Sequential plasma samples were collected at different time points (Table 1, Supplementary Figure S1) from a 62-year-old patient chronically infected by HEV. His medical records included lung transplantation for interstitial lung disease and sequential kidney transplantation due to end-stage chronic kidney disease. Diagnosis of chronic hepatitis E was established based on detectable HEV RNA after long-term transaminases increased. The first RBV treatment was adjusted to kidney function to 200 mg/day for three months (12 weeks), resulting in an undetectable HEV RNA. One year later, there was a relapse, leading to a second RBV treatment of alternating 200 and 200/400 mg/day for 6 months (24 weeks), with a posterior 12 months (48 weeks) monitorization. The second treatment was not capable of eliminating the HEV but achieved hepatic biochemistry normalization and platelet count elevation. Finally, a third treatment of 400 mg/day for 6 months was applied due to hepatic decompensation and ascites appearance. This third regime was able to reduce ascites but could not eliminate HEV infection nor SVR, keeping a sustained viremia.
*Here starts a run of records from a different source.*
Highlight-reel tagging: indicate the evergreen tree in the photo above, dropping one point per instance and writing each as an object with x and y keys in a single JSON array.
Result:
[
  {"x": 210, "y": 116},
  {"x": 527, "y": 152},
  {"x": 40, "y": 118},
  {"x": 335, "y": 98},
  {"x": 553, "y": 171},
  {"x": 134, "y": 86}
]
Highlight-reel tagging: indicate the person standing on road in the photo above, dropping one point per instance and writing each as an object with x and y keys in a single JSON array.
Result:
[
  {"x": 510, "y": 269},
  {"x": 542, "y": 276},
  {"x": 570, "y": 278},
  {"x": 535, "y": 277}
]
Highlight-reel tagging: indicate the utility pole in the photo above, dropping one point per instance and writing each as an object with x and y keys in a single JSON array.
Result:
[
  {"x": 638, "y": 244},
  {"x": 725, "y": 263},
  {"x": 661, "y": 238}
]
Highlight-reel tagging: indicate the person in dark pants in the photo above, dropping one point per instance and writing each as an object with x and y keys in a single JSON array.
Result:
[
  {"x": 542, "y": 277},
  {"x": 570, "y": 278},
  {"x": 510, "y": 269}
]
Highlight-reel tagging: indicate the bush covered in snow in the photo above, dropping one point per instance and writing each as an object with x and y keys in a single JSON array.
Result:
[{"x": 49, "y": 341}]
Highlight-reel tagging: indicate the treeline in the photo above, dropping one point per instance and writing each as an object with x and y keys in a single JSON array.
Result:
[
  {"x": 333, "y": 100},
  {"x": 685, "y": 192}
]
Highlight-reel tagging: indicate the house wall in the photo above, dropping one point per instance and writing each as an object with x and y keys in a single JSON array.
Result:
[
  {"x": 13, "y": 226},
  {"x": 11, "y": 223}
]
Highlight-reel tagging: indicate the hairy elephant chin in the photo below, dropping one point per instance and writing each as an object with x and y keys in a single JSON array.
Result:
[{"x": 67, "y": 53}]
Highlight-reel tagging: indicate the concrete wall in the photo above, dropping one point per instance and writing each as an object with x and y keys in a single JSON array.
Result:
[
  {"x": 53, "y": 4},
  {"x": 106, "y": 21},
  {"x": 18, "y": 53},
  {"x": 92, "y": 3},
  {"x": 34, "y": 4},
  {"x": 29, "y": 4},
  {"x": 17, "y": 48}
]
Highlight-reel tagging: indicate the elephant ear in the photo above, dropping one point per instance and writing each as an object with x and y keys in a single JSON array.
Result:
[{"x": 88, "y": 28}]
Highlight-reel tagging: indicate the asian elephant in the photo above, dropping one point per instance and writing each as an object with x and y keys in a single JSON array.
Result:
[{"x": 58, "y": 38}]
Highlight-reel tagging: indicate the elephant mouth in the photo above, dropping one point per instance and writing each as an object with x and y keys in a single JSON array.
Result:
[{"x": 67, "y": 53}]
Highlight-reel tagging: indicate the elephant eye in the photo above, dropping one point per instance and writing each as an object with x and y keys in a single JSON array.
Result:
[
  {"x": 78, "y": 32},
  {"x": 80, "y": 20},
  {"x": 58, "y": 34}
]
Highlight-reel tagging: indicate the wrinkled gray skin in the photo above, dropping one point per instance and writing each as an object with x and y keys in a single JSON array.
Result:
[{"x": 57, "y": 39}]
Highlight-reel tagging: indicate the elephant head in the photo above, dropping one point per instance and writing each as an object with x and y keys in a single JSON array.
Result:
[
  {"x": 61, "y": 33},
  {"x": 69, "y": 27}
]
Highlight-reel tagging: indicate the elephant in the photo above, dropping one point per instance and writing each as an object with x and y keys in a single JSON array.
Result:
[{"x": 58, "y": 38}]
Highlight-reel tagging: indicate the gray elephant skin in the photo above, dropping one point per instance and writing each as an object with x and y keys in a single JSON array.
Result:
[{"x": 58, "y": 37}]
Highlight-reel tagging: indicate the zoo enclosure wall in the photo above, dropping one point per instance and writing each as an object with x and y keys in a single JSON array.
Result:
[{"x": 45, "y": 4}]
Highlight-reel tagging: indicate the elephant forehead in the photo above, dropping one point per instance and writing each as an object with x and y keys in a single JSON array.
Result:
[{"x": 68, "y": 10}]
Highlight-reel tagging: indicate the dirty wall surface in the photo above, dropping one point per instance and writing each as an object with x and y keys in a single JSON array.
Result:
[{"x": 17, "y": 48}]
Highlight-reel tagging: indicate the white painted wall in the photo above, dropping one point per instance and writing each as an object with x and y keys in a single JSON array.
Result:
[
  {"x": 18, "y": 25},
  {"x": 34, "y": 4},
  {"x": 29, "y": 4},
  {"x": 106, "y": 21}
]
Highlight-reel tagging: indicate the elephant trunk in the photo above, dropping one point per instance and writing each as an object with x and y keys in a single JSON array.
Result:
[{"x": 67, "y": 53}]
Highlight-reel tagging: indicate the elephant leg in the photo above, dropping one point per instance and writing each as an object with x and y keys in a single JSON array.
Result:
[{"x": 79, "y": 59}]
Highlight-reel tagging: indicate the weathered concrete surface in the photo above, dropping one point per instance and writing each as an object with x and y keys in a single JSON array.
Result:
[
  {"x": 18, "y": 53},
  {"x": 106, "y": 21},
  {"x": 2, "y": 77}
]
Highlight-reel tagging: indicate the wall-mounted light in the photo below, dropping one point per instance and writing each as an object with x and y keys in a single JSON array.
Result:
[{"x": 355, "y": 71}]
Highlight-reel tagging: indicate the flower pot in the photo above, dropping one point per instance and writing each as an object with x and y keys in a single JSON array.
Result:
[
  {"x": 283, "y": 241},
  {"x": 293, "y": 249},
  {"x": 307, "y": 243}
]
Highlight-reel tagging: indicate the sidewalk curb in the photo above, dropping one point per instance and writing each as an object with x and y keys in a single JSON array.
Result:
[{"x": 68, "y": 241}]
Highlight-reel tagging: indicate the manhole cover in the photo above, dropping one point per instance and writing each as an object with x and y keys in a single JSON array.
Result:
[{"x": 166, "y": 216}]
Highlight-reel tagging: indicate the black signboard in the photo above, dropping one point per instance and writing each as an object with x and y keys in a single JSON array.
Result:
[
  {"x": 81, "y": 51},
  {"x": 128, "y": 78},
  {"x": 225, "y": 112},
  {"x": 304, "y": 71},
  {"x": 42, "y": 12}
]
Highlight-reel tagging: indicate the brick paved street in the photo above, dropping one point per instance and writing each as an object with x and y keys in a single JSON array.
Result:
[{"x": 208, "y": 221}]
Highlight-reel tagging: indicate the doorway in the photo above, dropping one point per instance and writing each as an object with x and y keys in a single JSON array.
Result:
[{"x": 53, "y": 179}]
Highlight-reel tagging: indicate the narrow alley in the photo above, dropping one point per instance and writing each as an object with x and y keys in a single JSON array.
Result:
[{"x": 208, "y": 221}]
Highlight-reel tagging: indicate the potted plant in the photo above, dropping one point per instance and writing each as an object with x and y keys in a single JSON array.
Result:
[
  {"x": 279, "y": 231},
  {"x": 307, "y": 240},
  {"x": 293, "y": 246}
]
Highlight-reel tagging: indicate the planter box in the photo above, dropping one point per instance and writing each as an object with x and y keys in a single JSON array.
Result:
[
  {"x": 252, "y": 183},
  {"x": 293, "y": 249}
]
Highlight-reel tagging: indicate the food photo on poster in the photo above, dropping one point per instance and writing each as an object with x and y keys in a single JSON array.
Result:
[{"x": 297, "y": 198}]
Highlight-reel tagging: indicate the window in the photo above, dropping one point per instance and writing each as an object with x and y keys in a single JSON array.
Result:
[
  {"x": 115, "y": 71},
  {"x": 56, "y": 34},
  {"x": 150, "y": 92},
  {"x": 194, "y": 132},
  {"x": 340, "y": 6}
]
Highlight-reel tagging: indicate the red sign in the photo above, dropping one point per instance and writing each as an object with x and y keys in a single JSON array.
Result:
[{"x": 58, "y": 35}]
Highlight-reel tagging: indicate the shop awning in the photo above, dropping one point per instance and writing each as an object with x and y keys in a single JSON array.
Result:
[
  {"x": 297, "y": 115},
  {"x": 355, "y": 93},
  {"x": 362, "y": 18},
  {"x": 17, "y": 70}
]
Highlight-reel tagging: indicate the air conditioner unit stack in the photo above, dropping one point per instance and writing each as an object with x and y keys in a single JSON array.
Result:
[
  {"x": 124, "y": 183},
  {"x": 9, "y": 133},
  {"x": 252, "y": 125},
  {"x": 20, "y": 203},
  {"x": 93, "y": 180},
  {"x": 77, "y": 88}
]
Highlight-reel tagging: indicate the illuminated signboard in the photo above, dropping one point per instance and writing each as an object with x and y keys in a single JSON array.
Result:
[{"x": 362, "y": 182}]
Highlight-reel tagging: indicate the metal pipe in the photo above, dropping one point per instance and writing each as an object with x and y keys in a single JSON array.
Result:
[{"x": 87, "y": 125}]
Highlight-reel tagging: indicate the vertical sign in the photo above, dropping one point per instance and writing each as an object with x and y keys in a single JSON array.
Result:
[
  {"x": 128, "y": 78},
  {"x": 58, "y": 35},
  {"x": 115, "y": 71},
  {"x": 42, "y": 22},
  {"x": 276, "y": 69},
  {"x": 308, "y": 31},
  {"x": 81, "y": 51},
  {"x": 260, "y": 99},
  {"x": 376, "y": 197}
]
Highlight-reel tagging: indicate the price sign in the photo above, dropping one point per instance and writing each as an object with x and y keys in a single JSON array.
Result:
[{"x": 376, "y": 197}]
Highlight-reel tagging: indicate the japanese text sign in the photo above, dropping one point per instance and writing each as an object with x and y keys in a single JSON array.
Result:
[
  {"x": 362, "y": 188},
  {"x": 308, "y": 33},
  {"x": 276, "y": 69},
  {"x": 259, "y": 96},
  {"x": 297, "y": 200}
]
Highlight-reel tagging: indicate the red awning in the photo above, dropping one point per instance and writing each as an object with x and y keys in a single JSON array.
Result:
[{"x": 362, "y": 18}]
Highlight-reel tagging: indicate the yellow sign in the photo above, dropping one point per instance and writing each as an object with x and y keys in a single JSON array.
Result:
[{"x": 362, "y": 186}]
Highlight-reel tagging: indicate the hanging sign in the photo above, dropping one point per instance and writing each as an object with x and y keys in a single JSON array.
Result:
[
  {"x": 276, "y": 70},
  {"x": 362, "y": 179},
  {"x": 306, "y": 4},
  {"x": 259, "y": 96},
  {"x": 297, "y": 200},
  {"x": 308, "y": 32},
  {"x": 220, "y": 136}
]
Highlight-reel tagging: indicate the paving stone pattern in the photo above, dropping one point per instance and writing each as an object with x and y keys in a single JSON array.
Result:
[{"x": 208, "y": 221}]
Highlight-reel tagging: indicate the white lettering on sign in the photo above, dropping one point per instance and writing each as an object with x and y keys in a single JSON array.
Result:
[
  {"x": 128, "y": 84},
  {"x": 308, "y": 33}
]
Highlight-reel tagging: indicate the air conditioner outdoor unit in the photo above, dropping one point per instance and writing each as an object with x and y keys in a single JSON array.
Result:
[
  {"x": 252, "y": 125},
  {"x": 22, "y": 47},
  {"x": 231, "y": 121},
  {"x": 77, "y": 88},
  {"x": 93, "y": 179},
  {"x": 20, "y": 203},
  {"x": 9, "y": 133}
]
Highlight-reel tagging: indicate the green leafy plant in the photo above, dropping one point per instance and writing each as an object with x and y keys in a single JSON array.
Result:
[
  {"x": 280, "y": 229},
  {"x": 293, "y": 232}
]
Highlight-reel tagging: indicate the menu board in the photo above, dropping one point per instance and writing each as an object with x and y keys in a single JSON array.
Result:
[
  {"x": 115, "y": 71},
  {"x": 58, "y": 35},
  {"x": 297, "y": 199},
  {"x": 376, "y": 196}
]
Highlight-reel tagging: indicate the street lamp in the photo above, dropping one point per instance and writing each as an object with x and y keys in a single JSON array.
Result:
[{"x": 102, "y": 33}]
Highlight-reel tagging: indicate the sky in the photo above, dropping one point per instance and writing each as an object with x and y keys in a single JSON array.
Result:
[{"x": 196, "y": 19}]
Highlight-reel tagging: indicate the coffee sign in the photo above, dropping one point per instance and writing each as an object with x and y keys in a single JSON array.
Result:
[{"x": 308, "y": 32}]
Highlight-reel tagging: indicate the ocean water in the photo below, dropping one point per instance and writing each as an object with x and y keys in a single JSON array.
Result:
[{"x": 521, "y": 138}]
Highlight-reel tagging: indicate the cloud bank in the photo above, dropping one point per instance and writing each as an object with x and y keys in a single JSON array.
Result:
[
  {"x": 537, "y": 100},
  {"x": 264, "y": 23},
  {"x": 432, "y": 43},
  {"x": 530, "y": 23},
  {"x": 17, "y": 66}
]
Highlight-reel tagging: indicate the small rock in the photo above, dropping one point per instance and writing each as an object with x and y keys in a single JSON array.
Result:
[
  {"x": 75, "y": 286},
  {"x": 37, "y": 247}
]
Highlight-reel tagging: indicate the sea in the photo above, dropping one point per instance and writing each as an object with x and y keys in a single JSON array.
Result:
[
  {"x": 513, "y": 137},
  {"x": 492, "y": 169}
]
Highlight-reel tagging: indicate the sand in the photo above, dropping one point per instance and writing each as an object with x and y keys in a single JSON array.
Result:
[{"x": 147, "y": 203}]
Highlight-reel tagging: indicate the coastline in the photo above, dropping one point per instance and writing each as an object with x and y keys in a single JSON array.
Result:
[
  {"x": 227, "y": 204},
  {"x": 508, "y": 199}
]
4.2. RNA Extraction and Amplification

RNA was extracted using the QIAamp RNA Viral MiniKit (QIAGEN, Hilden, Germany) following the provider protocol. RNA was retrotranscribed and subsequently amplified using SuperScript™ III One-Step RT-PCR System with Platinum™ Taq High Fidelity DNA Polymerase (Termo Fisher Scientific, Carlsbad, CA, USA), and two external ORF2 primers: FW 5′CCGACAGAATTGATTTCGTCGGC3′ and RV 5′ACTCCCGRGTYTTACCYACCTT3′. RT-PCR was performed at 50 °C for 30 min, followed by 7 min a 94 °C for RT enzyme inactivation, and successive cycling of 94 °C 10 s denaturation, 54 °C 30 s annealing, and 68 °C 1 min 30 s elongation, with a final elongation of 7 min. Nested PCR was carried out with FastStart High Fidelity PCR System, dNTPack (Roche, Basel, Switzerland), according to manufacturer indications using the internal primers FW 5′ GTCGTCTCAGCCAATGGCGAGCC3′ and RV 5′CASARAANGTCTTNGARTACTGCT3′, with annealing and elongation temperature at 50 °C and 72 °C, respectively (Figure 7). PCR product was purified using KAPA Pure Beads (Kapa Biosystems, Roche, Pleasanton, CA, USA). Quantification was carried out by Qubit fluorometry using a double-stranded DNA High Sensitivity Assay Kit (Termo Fisher Scientific, Carlsbad, CA, USA).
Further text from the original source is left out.